I’ve learnt in recent times to not plan our days. Whilst both children thrive on routine, Toby doesn’t have a real awareness of time and you could literally drop him on the moon and he wouidn’t really give two hoots. Rosie in the other hand really needs to know what is happening each day, but what’s even more important than that is enduring her routine or the plans then don’t change. If something doesn’t go as planned her world falls apart. So it’s better to have no plans, and reveal nothing and then she’s happy! Our problem with plans is our lovely Toby - whatever we attempt to plan or do he thwarts it somehow! Whether it’s by being a step ahead of us or getting a different toy out or something random happening. Weather will change any plans too.

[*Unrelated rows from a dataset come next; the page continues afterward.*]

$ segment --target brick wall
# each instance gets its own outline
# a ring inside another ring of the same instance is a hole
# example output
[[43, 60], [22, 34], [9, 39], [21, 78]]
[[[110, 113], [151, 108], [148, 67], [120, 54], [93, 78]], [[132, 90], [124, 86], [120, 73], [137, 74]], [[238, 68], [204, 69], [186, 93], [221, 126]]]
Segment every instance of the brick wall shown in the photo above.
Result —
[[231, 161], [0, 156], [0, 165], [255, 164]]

So we live a lovely spontaneous life where the only daily plans are rough, changeable ones in my head!

So today’s rough plan was to ensure we were all showered, do some ipad work / targeted TV programmes on safety with Toby and hopefully relax a bit...although I have to say the latter never ever happens here!

Toby has other plans. First he decided that he wasn’t having a shower and that Mr Tumble on the DVD player was more exciting. Then he decided he had no interest in Fireman Sam and preferred to do a 200 piece jigsaw that he insisted I helped with.

Meanwhile Rosie I knew was hankering after playing her new Robolox game with her friends but I could already see 60 text messages from her friends and I wanted something a little bit more constructive done first. So I set her off doing piano and violin practice before requesting to see her schoolwork.

Rosie is a real star pupil and is really brilliant but sometimes she rushes things to get finished and her spelling isn’t great. I found lots of mistakes and big gaps missed out where she claimed she didn’t understand what to do. I didn’t believe her!

The problem at this point was I knew her (unspoken) plan for the day was to play with her friends. So when I suggested she sat down and we worked through her work together, she instantly looked like a little black thundercloud: she made every excuse in the book to try to get out of working, but she sat down and off we went.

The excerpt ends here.